The innovation journey
I knew there was a story and an opportunity in the problem. The challenge was to get the right people to meet. I began to spend winter evenings meeting beekeepers and biologists, and learning about bees. I brought together a group of development workers from housing associations and employment projects. I met leaders from businesses and from the municipality. One group knew about bees. Another knew about social problems and the local labour market. The third understood business and could help us access experts and resources. We all began to see the benefits of working together.
In the spring, we hit on a structure. We would make a new urban honey cooperative, owned and run by beekeepers themselves. We would start five new bee farms, each one training 12 new beekeepers and bringing 15 new bee colonies to the city. Three million new bees and 60 new beekeepers every year. We would make a honey factory, that would provide protected jobs in honey treatment. We would make a trading project, to market and sell urban honey products to Copenhageners. The project brings bees back to the city, provides concrete jobs in a reinvigorated traditional industry, and involves all Copenhageners in creating a city that literally buzzes with life.

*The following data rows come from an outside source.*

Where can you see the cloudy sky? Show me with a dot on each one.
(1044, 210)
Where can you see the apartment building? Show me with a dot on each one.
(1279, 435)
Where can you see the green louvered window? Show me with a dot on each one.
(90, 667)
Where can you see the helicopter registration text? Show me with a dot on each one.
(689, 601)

But first we needed help. We needed the old beekeepers involved. We ran into a legal minefield in balancing the projects social objectives with the need to be financially sustainable and the opportunity to sell honey and honey products. How could unemployed people ‘work’ without losing their benefits? The financial crisis meant business were cutting staff and funding for CSR projects.
The way back home
The strength of the idea came through. Beekeepers began to get interested, and the project was endorsed by the local and national beekeeper associations. A legal expert got involved, offering his support for free. Our model became a template for other Danish social enterprises. Some key businesses became interested in giving over their roof spaces and grounds for beekeeping.

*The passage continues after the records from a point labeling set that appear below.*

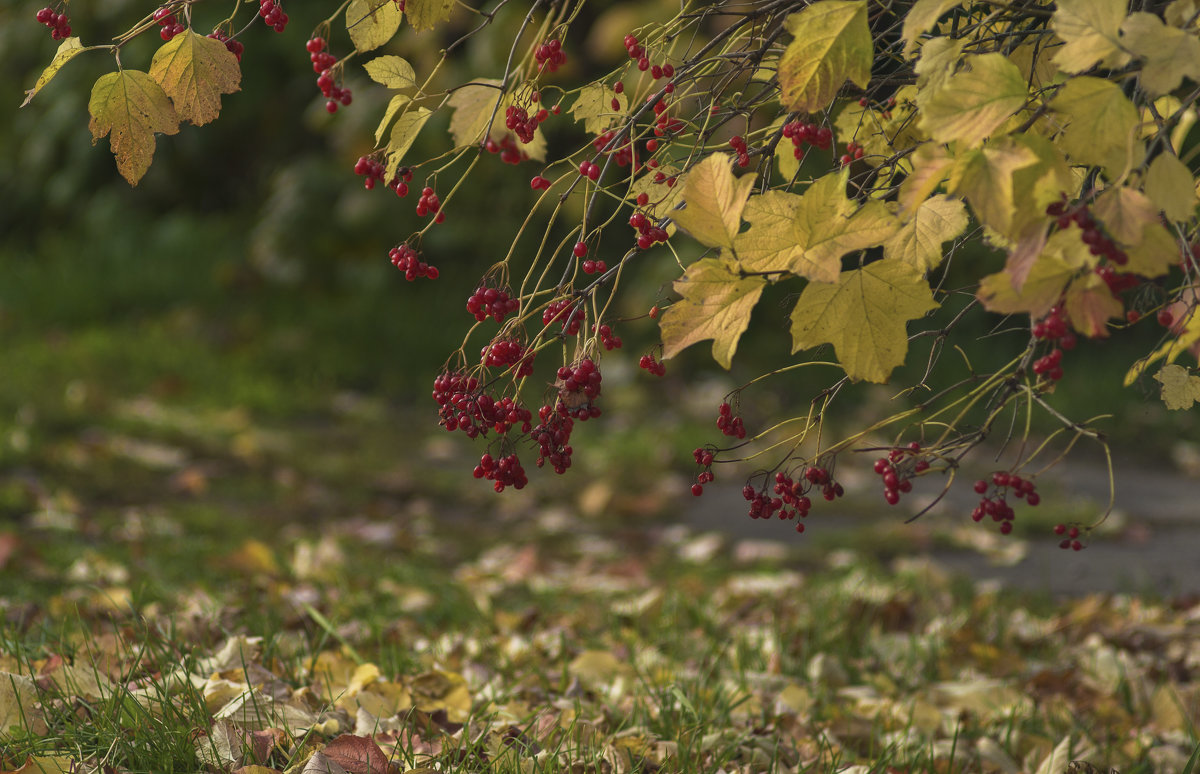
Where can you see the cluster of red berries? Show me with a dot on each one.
(820, 137)
(996, 504)
(430, 203)
(647, 232)
(1071, 540)
(739, 147)
(59, 23)
(894, 477)
(407, 261)
(550, 55)
(1098, 244)
(273, 15)
(508, 352)
(1055, 328)
(508, 150)
(521, 124)
(653, 366)
(568, 312)
(553, 437)
(232, 46)
(607, 340)
(729, 424)
(503, 472)
(322, 60)
(492, 303)
(168, 24)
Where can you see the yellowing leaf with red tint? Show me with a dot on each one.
(864, 317)
(195, 71)
(717, 304)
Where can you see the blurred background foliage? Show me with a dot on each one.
(249, 269)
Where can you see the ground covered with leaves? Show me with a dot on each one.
(192, 592)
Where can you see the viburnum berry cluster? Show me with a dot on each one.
(59, 23)
(407, 259)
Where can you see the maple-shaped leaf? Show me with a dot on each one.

Finally, in august, the project was formally launched. 30 beekeepers, development workers and beekeepers came together to join the association. Five social projects – among the best known nationally – signed up for the pilot. Funding applications and business plans have been written and approved. From a chance encounter on a winter’s night, the Copenhagen City Honey Cooperative has begun to grow, and captured the imagination of the city. The future looks, and tastes, sweet.